Eastbank Esplanade Footbridge

A while ago I'd gotten the notion that footbridges over local railroads would be an interesting subproject of the ongoing bridge thing. I'd done the fancy one next to Union Station, and I'd gotten the notion that I wanted to cover the Brooklyn St. and Lafayette St. bridges in SE Portland too, and a quick survey suggested there weren't that many more besides those, so I started thinking I ought to try to do the others for the sake of consistency. So the bridge you see here is one of the better known example, crossing the Union Pacific tracks just east of the Steel Bridge, connecting the Eastbank Esplanade to the Rose Garden/Convention Center area. Apparently when the Esplanade first went in, this bridge was one of the main sticking points between the city and the railroad. The railroad was in the middle of a rough merger, having just acquired the Southern Pacific railroad. The railroad soon realized they'd bought a pig in a poke, and several decades worth of deferred maintenance along with it, and the city's proposals encountered a company that wasn't inclined to do anything new or risky or innovative just then. The city ended up writing them a $1.1M check for easements up front, and an annual $36k to cover additional wear and tear on the Steel Bridge due to the new Steel Bridge Riverwalk, the lower-level walkway across the bridge. It probably helped too that the resulting bridge is quite high above the tracks and it's entirely enclosed by a wire mesh, so nobody's going to be jumping or tossing things onto the tracks, at least not without a great deal of effort.

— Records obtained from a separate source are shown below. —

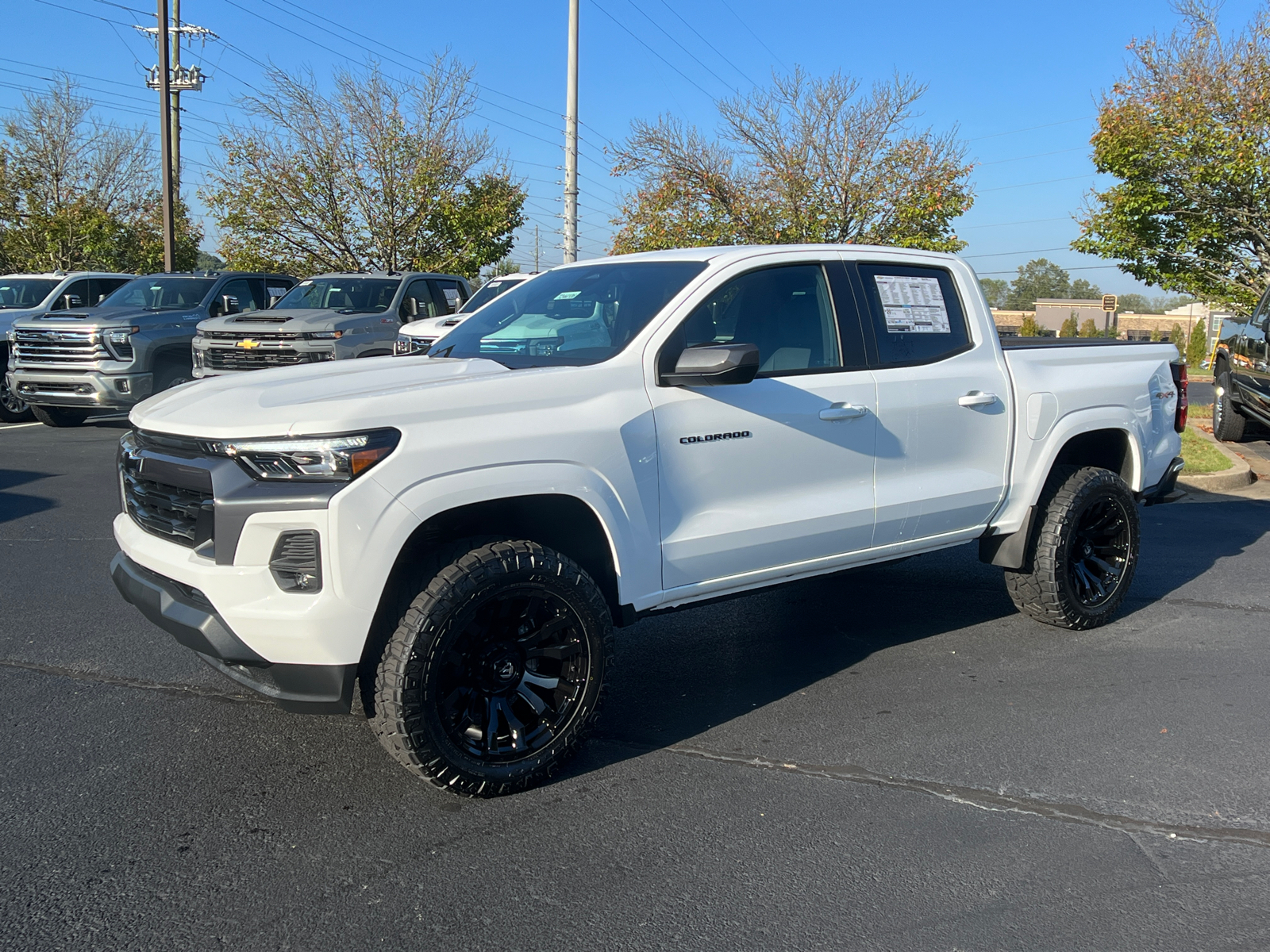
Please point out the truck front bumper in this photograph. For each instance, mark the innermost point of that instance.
(86, 389)
(188, 616)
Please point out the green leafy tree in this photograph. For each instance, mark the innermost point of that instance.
(1178, 336)
(378, 175)
(1187, 132)
(78, 194)
(804, 160)
(996, 291)
(1197, 347)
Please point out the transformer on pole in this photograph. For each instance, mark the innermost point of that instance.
(571, 143)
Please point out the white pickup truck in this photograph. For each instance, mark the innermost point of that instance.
(460, 532)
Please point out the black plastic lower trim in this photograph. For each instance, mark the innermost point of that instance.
(186, 613)
(1009, 551)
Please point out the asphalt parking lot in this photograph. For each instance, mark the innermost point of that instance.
(892, 759)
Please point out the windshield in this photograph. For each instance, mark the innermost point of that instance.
(160, 294)
(491, 290)
(572, 317)
(25, 292)
(344, 295)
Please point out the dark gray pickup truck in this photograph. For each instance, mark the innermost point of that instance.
(133, 344)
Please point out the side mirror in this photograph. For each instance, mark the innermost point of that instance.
(713, 366)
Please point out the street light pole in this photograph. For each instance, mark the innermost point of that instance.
(169, 239)
(571, 143)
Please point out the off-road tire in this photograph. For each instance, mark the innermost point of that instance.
(60, 416)
(1045, 589)
(429, 647)
(1227, 422)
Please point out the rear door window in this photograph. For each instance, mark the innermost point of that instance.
(914, 313)
(448, 295)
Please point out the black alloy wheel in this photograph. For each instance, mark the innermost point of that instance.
(1100, 550)
(1083, 550)
(510, 682)
(497, 670)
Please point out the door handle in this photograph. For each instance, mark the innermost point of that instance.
(842, 412)
(977, 397)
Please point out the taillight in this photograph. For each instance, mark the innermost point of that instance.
(1180, 382)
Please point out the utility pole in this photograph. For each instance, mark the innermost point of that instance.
(175, 98)
(169, 224)
(571, 143)
(171, 79)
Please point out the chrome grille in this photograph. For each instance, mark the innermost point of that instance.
(60, 347)
(222, 359)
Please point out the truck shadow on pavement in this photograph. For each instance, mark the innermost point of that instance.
(681, 674)
(17, 505)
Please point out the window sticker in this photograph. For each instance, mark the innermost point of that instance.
(912, 305)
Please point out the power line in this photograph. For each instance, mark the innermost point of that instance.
(691, 82)
(709, 44)
(728, 6)
(694, 56)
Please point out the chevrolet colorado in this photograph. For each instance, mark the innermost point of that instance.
(457, 533)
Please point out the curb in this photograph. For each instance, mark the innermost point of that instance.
(1238, 476)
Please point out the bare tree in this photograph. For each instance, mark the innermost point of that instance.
(378, 175)
(806, 159)
(76, 192)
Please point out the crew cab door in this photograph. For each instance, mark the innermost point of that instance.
(943, 401)
(779, 470)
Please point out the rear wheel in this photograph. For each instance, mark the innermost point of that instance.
(495, 672)
(1227, 422)
(60, 416)
(1085, 551)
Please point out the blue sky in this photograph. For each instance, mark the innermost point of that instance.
(1020, 82)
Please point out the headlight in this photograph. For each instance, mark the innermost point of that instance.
(311, 459)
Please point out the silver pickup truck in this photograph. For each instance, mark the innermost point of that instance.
(327, 317)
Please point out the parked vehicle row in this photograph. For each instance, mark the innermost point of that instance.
(84, 342)
(459, 532)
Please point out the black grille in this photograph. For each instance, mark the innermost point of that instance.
(226, 359)
(175, 513)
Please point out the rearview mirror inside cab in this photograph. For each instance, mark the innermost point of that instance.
(714, 365)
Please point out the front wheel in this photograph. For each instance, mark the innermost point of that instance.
(1083, 554)
(495, 672)
(13, 409)
(1227, 422)
(60, 416)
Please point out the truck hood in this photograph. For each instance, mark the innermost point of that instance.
(433, 327)
(291, 321)
(323, 397)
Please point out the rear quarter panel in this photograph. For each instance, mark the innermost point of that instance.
(1062, 393)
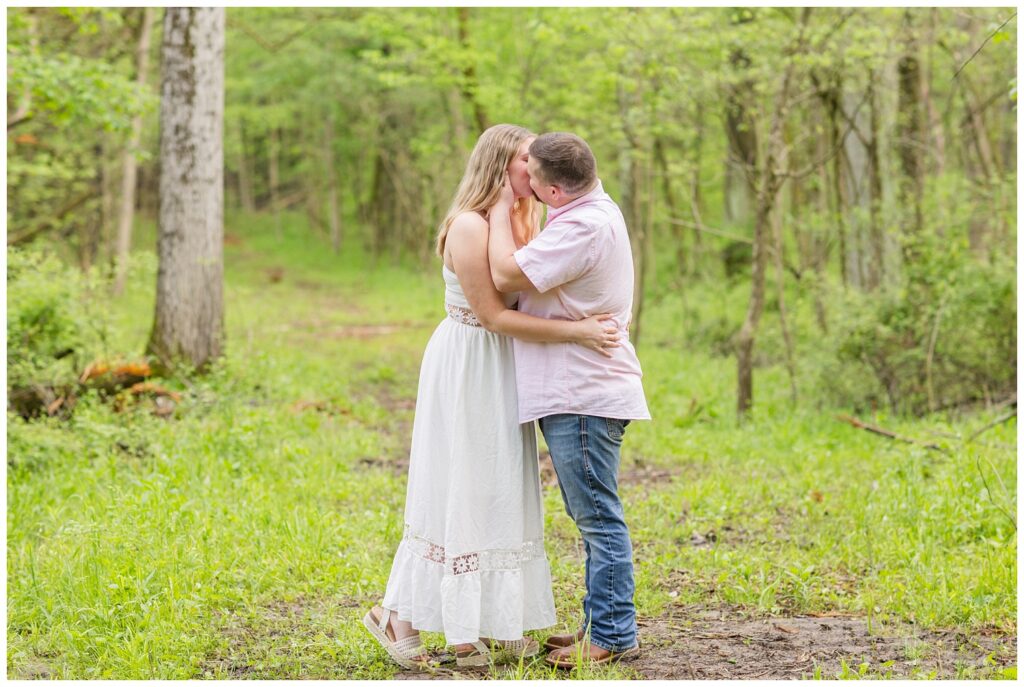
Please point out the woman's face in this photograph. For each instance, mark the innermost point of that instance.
(517, 171)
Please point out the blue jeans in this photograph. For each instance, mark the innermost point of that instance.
(585, 455)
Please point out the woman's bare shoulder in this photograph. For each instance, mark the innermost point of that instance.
(468, 222)
(468, 227)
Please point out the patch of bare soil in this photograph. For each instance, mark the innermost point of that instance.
(702, 643)
(283, 638)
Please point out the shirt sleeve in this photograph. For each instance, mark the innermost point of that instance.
(563, 252)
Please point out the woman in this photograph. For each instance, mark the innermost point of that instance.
(471, 562)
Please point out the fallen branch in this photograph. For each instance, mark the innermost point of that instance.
(998, 421)
(888, 434)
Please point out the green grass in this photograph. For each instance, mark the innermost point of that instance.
(250, 530)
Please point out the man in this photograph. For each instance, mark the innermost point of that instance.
(580, 265)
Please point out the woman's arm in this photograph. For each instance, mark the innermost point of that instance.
(467, 243)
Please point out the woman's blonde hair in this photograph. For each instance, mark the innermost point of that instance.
(481, 183)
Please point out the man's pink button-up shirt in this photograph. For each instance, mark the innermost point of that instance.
(581, 265)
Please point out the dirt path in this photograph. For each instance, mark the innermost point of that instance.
(700, 643)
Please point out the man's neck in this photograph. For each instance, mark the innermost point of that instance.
(579, 196)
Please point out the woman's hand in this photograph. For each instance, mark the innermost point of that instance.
(597, 334)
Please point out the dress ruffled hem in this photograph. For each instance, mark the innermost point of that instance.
(496, 603)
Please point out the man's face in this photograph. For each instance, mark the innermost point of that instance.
(545, 192)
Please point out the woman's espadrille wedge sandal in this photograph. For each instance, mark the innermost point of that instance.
(402, 651)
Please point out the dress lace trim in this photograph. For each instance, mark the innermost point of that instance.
(491, 559)
(464, 315)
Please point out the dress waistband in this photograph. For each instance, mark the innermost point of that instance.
(463, 315)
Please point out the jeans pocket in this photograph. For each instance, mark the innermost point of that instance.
(616, 428)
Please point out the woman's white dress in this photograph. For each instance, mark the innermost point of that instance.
(471, 562)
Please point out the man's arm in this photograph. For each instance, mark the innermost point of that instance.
(505, 271)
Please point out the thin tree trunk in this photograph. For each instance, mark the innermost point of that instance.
(742, 145)
(878, 271)
(791, 366)
(470, 85)
(670, 199)
(245, 172)
(839, 200)
(910, 143)
(273, 175)
(92, 222)
(107, 214)
(332, 183)
(769, 184)
(129, 166)
(935, 131)
(695, 195)
(189, 321)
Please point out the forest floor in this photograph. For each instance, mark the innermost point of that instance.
(246, 534)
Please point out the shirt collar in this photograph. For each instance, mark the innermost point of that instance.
(590, 197)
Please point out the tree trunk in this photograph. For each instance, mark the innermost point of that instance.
(769, 183)
(128, 164)
(791, 365)
(856, 159)
(469, 84)
(332, 183)
(274, 177)
(936, 134)
(742, 141)
(832, 100)
(246, 196)
(877, 273)
(670, 200)
(909, 144)
(92, 221)
(189, 321)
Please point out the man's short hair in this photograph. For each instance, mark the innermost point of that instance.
(564, 161)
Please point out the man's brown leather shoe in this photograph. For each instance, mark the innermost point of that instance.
(566, 657)
(561, 641)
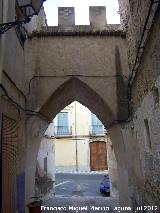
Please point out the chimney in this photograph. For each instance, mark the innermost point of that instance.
(66, 17)
(97, 17)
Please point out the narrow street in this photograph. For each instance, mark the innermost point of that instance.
(75, 184)
(76, 192)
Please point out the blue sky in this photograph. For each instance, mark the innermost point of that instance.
(81, 10)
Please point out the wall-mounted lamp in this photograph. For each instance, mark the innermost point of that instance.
(26, 9)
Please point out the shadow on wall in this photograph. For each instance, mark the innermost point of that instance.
(43, 184)
(122, 100)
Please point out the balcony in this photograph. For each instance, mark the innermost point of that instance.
(97, 130)
(62, 131)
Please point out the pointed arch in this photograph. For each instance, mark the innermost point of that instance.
(76, 90)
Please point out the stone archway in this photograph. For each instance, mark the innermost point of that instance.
(72, 90)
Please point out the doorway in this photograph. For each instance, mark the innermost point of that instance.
(98, 156)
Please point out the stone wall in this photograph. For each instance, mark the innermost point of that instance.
(142, 132)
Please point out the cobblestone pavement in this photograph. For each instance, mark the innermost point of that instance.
(79, 204)
(84, 185)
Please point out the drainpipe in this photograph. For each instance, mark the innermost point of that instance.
(4, 13)
(3, 36)
(75, 121)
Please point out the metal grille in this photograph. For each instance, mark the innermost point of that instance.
(9, 162)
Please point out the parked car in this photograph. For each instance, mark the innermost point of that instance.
(105, 186)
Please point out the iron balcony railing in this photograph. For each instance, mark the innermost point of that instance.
(62, 130)
(97, 130)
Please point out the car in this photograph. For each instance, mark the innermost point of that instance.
(105, 186)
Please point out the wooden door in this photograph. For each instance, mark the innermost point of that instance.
(98, 156)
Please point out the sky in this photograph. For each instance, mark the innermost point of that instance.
(81, 10)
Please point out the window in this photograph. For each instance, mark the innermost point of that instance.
(147, 134)
(97, 126)
(45, 164)
(62, 123)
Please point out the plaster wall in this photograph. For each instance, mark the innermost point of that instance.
(142, 132)
(79, 56)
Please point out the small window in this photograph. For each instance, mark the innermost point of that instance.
(147, 134)
(155, 95)
(62, 123)
(97, 126)
(21, 34)
(45, 164)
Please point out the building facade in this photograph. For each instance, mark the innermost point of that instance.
(76, 128)
(112, 70)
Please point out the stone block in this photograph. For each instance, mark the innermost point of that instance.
(97, 16)
(66, 16)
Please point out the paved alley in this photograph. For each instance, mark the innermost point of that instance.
(79, 204)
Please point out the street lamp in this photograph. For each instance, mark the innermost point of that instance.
(26, 9)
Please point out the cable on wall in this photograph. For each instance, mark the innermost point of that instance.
(18, 106)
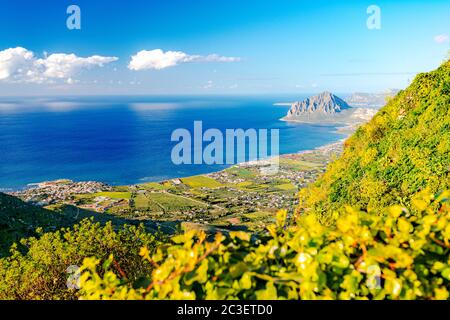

An earlier article points out that the Riverwalk was designed to accommodate police horses, since at one point the city intended to build new mounted patrol stables on the east bank, so officers would have to ride across the bridge in order to make their usual rounds around downtown.

This bridge is home of some of the more confusing stairs you'll run across anywhere. The angles are all wonky, and treating them like normal stairs will lead to a faceplant. If you're here after having a few beers, say, walking home after watching the Blazers lose, the ADA-compatible ramp may be a better bet.